Children’s Literacy: So Much to Learn, So Much to Lose

Jared Cacace, Staff Writer

Literature has existed in many different forms, places, and time periods. From Cuneiform on clay tablets in Ancient Mesopotamia to the olden English laid upon the Constitution that protects many of the freedoms we so dearly cherish in this country, written language is a vital cornerstone to any civilization. In a nutshell, literature is a big part of who we are. In fact, it is likely you have encountered it in the past 24 hours, whether it be an enthralling novel or the back of your cereal box. It’s also pretty important for you to know how to understand the literature we stumble upon in our lives and how to write it too.

It is of the utmost importance that children develop their literacy skills and are able to comprehend the literature that is thrown at them daily. In order for a child to understand, and hopefully enjoy, reading literature without inherently liking it, they most likely will need to find some aspect of a specific book or novel that they gravitate towards. Whether this be about sports, science fiction, or history is up to them, but it should NEVER be smothered. If we do not allow our youth an opportunity to explore the extent of what reading can truly give to them, both inside the classroom and out of it, and the vast variety that is available, they may not see any reason to implore reading as a pastime outside of the school day. A teacher could attempt to make the argument that as long as it is endorsed by the parents or guardians in the home, such as reading to your children frequently, that they will eventually find a love for reading and thus be on their way to developing strong literacy skills. While this may be the case for some children, we must keep in mind that in an ever changing society that has made dual working family systems more prominent as well as the advancements in mobile entertainment and smart devices, this is easier said than done.

This isn’t even the extent of the barricades either, with more coming from the educational establishment itself. Because of updates to English curriculums there now appears to be much more emphasis on other aspects involving deeper analysis of texts rather than simply reading for pleasure. Although these advanced skills should be welcome additions, it is of the essence that these are taught in tandem with reading for the joy of it.

Having a large chunk of our youth void of a yearning for literature could yield negative consequences later on in life. According to Page Ahead Children’s Literacy, lack of basic literacy can be accompanied by academic failure and even greater consequences later on in life such as substance abuse, unemployment, and welfare dependence.
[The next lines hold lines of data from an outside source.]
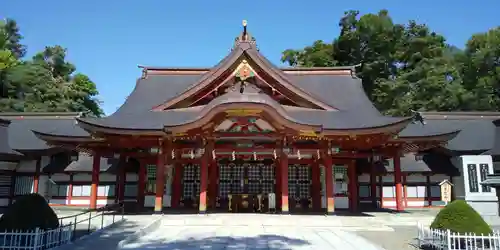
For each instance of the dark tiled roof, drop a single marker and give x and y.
(6, 152)
(476, 133)
(429, 162)
(57, 164)
(492, 180)
(326, 119)
(495, 151)
(21, 136)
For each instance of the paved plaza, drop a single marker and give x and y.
(257, 231)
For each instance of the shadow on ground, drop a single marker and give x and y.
(266, 241)
(108, 239)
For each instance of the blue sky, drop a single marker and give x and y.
(107, 39)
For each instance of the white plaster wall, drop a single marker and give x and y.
(439, 178)
(131, 177)
(364, 178)
(59, 177)
(82, 177)
(458, 181)
(149, 201)
(4, 202)
(5, 165)
(416, 178)
(43, 185)
(107, 177)
(388, 178)
(26, 166)
(496, 167)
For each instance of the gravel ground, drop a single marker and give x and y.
(403, 238)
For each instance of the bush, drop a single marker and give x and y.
(460, 217)
(27, 213)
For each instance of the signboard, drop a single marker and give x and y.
(446, 191)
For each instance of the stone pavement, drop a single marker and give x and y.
(109, 238)
(250, 237)
(258, 231)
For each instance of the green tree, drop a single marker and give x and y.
(402, 66)
(13, 38)
(48, 82)
(480, 69)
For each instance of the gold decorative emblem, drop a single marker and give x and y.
(243, 112)
(244, 71)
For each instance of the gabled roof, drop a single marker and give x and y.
(6, 152)
(20, 131)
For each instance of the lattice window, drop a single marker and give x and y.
(191, 181)
(24, 185)
(151, 178)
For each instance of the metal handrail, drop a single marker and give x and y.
(102, 211)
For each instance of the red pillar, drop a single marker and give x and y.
(36, 178)
(213, 180)
(330, 202)
(96, 167)
(373, 183)
(177, 185)
(353, 186)
(160, 179)
(70, 190)
(141, 184)
(316, 185)
(397, 182)
(203, 182)
(277, 177)
(284, 183)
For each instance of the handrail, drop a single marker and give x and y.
(117, 207)
(89, 210)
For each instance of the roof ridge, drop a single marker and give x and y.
(39, 115)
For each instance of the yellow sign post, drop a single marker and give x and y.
(446, 191)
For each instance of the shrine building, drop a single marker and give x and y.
(242, 136)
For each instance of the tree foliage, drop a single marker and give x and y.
(407, 66)
(460, 217)
(46, 82)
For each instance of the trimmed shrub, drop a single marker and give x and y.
(460, 217)
(29, 212)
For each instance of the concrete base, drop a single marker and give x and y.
(486, 206)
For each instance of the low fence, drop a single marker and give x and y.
(70, 228)
(429, 238)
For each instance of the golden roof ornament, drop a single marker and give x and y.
(245, 36)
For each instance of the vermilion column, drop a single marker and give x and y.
(212, 166)
(96, 167)
(277, 178)
(373, 183)
(37, 175)
(353, 186)
(203, 183)
(160, 179)
(141, 184)
(70, 190)
(330, 202)
(316, 185)
(284, 183)
(397, 182)
(176, 185)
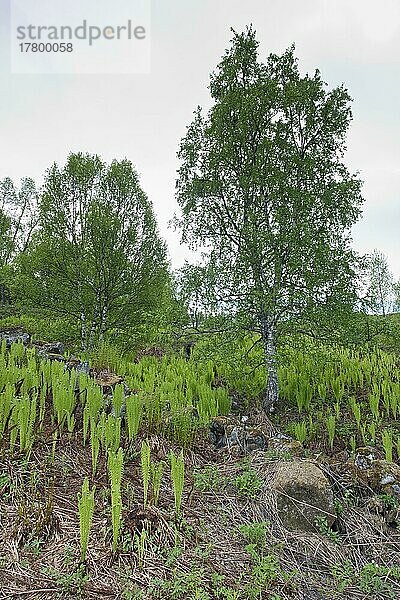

Of course, these will not occur all of the time, but lacking literacy skills can be an extremely slippery slope, one that most cannot afford to go down. So please, keep in mind the importance of just having fun with a good book when you have a free moment with your child or when planning some lessons for your classroom. This may not be a prominent issue in your school at the moment, but in time, the educational system bigwigs may lose sight of a fundamental aspect of literacy development. And as I hope I have made it abundantly clear, this could be one of the biggest injustices that the educational system could possibly produce.